Du côté des organisations patronales, on applaudit mais on reste prudent. Le Medef a ainsi salué les annonces mais en appelant à aller « plus loin ».

La CGPME, qui représente les patrons des PME, n’y voit qu’une « simple évolution » mais salue la volonté de renforcer la négociation collective de branche mais déplore que le gouvernement écarte le référendum d’entreprise.

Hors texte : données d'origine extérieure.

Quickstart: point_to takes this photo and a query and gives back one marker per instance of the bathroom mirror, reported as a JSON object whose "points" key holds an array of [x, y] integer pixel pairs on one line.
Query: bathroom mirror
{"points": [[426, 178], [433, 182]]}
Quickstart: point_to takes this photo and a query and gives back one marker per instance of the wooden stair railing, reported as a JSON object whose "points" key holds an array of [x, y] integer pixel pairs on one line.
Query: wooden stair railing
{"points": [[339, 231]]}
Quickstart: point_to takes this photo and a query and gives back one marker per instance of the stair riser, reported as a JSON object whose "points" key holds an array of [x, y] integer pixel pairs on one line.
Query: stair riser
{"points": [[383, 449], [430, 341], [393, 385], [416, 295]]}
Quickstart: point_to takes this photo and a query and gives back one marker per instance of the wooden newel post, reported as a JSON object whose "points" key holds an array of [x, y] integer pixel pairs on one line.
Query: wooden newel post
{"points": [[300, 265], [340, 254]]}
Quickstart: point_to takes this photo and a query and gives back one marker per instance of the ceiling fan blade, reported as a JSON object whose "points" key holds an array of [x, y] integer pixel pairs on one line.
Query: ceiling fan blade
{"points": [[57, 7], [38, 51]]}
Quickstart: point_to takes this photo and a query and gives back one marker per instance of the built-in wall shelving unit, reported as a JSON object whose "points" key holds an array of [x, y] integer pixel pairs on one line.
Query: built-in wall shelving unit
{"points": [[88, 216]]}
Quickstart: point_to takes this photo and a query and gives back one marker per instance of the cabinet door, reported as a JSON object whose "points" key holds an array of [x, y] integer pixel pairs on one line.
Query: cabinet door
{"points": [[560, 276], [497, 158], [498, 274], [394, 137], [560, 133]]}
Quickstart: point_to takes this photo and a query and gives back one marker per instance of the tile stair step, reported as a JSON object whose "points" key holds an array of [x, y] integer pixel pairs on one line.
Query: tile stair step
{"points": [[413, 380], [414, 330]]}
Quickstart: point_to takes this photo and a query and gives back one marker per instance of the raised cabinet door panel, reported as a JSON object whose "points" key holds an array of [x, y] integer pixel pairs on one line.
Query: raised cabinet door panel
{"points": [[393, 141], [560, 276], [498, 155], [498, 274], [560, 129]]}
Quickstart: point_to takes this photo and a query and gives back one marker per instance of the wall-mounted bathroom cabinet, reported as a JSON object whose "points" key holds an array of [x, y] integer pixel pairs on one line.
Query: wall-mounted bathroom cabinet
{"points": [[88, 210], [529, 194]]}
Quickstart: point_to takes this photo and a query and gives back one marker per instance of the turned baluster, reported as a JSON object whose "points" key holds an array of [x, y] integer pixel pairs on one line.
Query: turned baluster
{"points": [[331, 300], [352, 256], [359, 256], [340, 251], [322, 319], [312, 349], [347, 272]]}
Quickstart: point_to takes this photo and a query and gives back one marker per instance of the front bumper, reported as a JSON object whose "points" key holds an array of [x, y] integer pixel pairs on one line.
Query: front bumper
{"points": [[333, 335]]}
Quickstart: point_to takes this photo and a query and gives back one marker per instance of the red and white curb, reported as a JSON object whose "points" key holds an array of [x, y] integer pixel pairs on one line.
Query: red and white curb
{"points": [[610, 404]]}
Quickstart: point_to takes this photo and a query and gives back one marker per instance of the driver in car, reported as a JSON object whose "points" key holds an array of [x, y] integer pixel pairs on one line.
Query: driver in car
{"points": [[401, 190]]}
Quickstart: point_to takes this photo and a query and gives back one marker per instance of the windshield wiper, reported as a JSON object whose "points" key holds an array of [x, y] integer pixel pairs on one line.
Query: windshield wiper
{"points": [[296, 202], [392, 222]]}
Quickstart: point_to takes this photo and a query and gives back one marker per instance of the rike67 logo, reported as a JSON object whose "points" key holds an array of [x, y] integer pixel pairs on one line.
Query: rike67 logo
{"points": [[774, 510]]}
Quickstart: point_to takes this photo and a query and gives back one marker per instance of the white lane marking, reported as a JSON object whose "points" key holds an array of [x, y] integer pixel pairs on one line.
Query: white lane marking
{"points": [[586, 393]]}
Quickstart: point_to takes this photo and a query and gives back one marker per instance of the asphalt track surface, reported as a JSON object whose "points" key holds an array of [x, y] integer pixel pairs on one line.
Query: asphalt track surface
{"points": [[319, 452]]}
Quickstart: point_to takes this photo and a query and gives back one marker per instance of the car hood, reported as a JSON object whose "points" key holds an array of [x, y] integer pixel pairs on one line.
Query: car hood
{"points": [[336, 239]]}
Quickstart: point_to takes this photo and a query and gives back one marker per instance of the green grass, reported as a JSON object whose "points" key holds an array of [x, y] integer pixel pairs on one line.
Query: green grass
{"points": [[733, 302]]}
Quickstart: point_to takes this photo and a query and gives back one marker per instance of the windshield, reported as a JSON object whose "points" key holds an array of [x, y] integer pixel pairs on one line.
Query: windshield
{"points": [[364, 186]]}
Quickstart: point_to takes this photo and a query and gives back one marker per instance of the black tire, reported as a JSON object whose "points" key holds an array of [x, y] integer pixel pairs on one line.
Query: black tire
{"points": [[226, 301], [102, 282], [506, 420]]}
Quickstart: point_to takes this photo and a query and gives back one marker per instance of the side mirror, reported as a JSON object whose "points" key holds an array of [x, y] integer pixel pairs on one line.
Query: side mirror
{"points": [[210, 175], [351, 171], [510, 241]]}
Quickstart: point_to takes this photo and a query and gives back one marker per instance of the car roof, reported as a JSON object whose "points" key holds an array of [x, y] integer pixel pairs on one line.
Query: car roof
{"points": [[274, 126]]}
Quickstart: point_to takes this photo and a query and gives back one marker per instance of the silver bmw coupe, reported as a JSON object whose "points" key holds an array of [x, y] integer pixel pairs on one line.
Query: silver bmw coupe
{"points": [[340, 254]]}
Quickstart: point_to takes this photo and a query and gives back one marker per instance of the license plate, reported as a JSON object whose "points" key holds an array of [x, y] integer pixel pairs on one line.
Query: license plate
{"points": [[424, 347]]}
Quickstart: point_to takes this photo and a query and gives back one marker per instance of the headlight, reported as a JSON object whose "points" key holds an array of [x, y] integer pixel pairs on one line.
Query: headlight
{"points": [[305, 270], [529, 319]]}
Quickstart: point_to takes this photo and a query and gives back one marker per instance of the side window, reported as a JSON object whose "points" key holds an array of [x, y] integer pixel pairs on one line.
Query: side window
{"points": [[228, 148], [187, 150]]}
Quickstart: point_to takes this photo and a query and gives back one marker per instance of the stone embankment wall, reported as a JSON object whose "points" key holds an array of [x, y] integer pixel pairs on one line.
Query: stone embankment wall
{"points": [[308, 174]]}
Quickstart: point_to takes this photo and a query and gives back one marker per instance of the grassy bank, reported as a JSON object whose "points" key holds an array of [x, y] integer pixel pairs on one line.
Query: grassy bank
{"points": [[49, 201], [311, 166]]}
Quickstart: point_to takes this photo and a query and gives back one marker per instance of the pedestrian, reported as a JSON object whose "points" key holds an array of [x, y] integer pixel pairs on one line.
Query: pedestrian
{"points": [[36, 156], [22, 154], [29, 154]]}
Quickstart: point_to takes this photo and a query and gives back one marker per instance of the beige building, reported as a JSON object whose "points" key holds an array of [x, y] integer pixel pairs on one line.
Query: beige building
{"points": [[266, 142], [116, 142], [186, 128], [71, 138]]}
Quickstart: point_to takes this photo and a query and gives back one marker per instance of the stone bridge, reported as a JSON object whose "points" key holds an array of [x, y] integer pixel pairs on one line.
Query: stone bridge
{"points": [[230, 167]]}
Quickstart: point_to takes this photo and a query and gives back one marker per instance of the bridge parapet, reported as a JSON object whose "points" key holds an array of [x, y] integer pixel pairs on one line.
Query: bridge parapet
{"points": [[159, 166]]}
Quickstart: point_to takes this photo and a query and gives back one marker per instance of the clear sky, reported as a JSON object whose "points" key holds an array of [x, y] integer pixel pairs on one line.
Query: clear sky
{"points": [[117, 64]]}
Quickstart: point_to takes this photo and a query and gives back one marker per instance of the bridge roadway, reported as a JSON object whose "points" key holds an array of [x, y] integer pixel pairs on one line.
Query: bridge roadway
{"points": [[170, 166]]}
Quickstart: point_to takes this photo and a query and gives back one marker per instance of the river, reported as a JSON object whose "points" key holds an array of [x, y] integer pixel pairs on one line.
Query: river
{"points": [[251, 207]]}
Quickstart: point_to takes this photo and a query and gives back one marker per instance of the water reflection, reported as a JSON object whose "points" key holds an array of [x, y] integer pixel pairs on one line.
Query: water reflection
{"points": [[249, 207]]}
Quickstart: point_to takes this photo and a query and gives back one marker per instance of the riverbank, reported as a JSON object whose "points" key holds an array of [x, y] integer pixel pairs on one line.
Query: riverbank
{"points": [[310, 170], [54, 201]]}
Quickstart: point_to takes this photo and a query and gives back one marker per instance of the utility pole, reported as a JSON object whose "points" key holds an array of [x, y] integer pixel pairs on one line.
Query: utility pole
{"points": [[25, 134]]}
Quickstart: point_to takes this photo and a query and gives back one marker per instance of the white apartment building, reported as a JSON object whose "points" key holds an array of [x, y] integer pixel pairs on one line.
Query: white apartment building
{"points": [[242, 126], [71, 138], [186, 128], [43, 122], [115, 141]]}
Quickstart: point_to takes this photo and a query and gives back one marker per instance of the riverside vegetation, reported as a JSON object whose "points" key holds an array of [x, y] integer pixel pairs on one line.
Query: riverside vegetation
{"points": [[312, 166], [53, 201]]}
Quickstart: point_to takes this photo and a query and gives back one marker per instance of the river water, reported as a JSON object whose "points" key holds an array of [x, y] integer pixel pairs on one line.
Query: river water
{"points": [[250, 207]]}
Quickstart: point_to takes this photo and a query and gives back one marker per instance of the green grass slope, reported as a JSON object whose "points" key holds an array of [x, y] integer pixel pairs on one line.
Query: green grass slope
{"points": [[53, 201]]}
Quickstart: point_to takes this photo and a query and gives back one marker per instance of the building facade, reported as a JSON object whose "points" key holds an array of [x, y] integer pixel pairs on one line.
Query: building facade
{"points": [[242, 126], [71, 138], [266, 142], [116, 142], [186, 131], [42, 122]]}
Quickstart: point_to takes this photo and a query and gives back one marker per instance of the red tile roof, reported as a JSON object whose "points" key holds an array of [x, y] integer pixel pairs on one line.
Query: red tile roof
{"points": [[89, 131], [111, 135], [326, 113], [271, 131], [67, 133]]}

Les artisans de l’UPA ont fait part de leur satisfaction, tout en regrettant que « l’ampleur et le rythme de la réforme soient « en-deça des attentes des entreprises ».


Côté syndicats, les réactions sont plus diverses. FO a appelé dès mercredi à la « vigilance », estimant que de nombreuses ambiguïtés demeuraient après les annonces de Manuel Valls.

Pour la CFDT, « cette réforme peut constituer un progrès social » et « doit permettre d’assurer une meilleure clarté du droit du travail pour les salariés et renforcer le dialogue social ».


La CFTC considère avoir été « entendue pour l’essentiel ».

La CGT a fait part de ses vives inquiétudes : « En l’état, les annonces du Premier ministre sont plus qu’inquiétantes et donnent la part belle aux revendications du Medef », écrit la CGT dans un communiqué. Pour la première centrale syndicale, « le but n’est pas de "simplifier, négocier, et sécuriser", mais bien de simplifier, déroger et affaiblir les droits ! ». « Comme si rendre plus simples les licenciements favorisait l’emploi. Bien que le Premier ministre s’en défende, c’est bien du renversement de la hiérarchie des normes dont il s’agit », commente le syndicat. Selon lui, le futur Code du travail « ne protégerait plus mais deviendrait la voiture-balai équipée d’un seul socle de droit minimum au rabais ». « Nous ne sommes pas loin de la négociation de gré à gré, rêve à peine caché de Pierre Gattaz (président du Medef, NDLR) et consorts », ajoute la CGT.